Because leather is a natural product it will absorb the oil. This will darken the leather and could make it swell. I would suggest to go to a motorcycleshop and ask them for leather care products. They have colourless waxes that will close the open pores of the leather and feed the leather to keep it from drying and cracking. Remember that leather is just dead skin and we try to keep it from decaying. If u are going to soak the handles the oil will get into every nook and pore and might come out when u grab the handle or extend force on it. A slippery handle might not be what u are looking for. I would go for the white leatherwax for the handles.
 
are mortal enemies! That's the quickest way, oil wise to ruin a good scabbard. Mineral oil has such a high viscosity that leather just soaks it up like a sponge. When you see limp, dark leather scabbards and sheaths, someone has put something kin to that or some sort of machine oil on it. As for putting it on stag, I can't see that either unless your looking for sort of a translucent sort of look as it (stag) will soak it up as well over a period of uses. I'd use Renaissance wax on the stag.
Both stag and leather are most easily damaged by two things: heat and UV. Leave'em in the sun for very long and you can count on faded chalky stag and brittle leather.
As for your leather, I use "Cavalryman's dressing". My ex-father-inlaw, now deceased, (my x-wife's oldest brother and my own dad are but 9 years apart! she was the youngest of nine children) told me how to make it as he served in the U.S. Army Cav. up in Chicago of all places in 1938. They still had and maintained horses. He told me part of their duty was to mix up a dressing that was three parts bee's wax and one part neatsfoot oil, (NOT neatsfoot oil 'compound'). The finished product when cooled is the consistancy of soft shoe polish. you heat it up till clear, paint it on and warm it over a stove to have it soak in. Truthfullly, it's more or less the same thing as "snowproof" dressing but very cheap to make up.
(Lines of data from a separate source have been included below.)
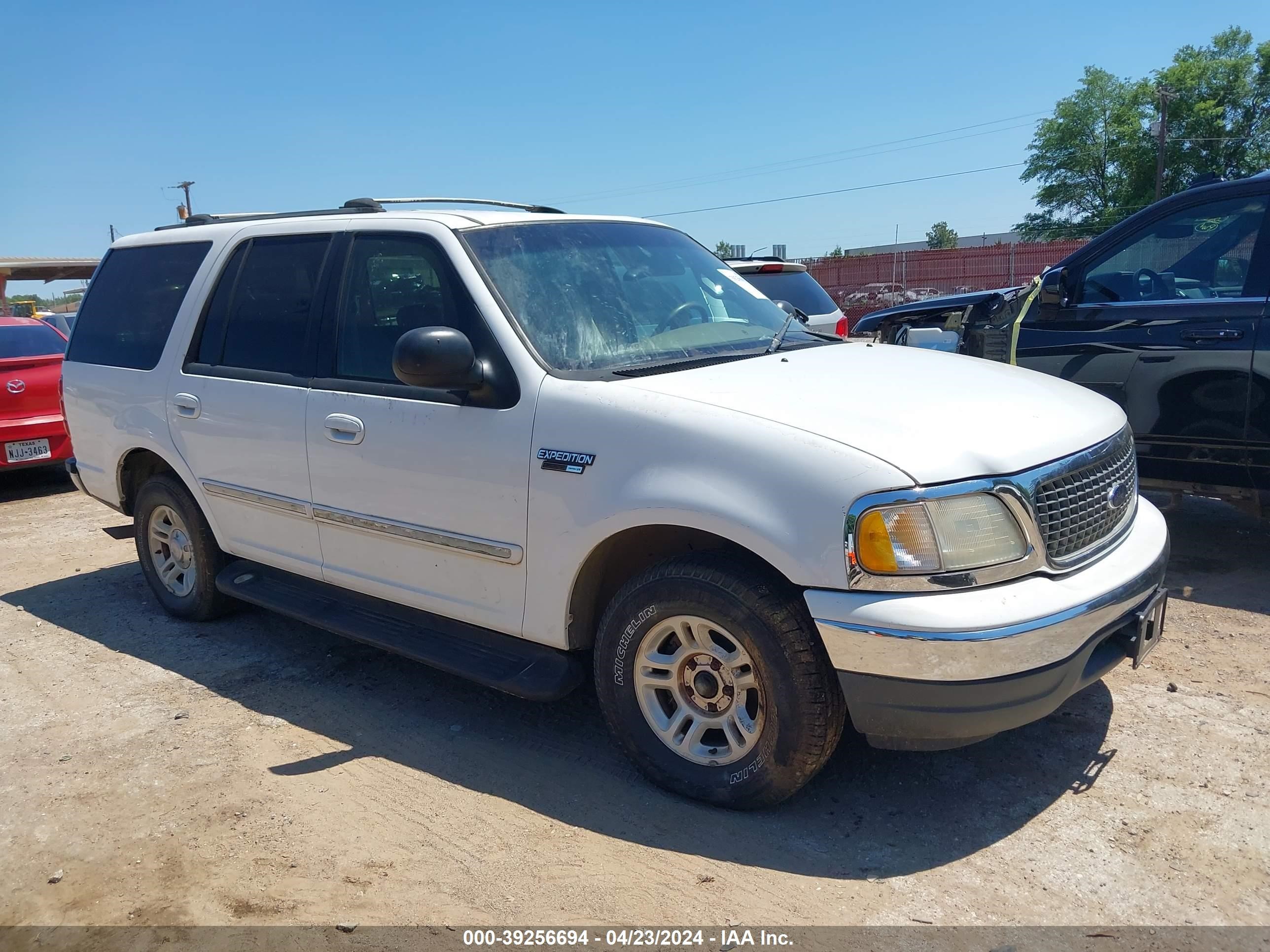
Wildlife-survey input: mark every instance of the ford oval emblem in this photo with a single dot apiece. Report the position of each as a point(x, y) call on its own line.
point(1118, 495)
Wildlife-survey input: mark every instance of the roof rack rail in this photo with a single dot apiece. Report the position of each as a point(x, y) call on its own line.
point(357, 205)
point(541, 208)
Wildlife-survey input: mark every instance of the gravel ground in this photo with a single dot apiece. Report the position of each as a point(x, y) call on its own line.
point(259, 771)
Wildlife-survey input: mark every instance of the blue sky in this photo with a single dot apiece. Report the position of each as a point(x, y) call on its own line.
point(277, 106)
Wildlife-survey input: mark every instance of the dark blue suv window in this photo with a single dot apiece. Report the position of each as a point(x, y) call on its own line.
point(133, 303)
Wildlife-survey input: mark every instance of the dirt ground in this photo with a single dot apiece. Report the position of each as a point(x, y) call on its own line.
point(259, 771)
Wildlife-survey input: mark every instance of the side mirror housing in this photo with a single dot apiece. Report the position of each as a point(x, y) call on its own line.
point(1055, 292)
point(440, 358)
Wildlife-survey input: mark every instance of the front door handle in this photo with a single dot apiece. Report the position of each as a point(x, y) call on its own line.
point(1213, 334)
point(187, 406)
point(342, 428)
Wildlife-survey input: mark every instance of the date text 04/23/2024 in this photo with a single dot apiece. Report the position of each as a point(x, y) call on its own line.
point(621, 938)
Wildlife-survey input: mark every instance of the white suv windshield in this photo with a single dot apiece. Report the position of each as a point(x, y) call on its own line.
point(596, 296)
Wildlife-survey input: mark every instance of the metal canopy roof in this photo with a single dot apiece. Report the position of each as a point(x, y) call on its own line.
point(47, 268)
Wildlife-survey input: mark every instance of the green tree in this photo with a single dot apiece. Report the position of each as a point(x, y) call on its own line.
point(940, 235)
point(1090, 158)
point(1095, 159)
point(1220, 116)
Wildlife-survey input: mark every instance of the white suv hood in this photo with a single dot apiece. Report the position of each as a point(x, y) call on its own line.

It leave your leather waterproof and imparts a nice golden color to tooling/harness leather not to mention it smells great.

regards, mitch
 
Soaking a stacked leather handle in oil could possibly cause the leather rings to seperate. The handle is a series of leather rings glued together along the length of the hidden tang. I use Kiwi neutral polish on all my leather sheathes and it works great to protect them. It's in a can and is used as a shoe polish.
Scott
 
Thanks gentleman. I'm glad I ask. I was a little leary of mineral oil on leather. I think I knew something wasn't right about it. The stag handled ones got the mineral oil bath and the combination leather and stag got the Kiwi on the leather and the Ren wax on the stag.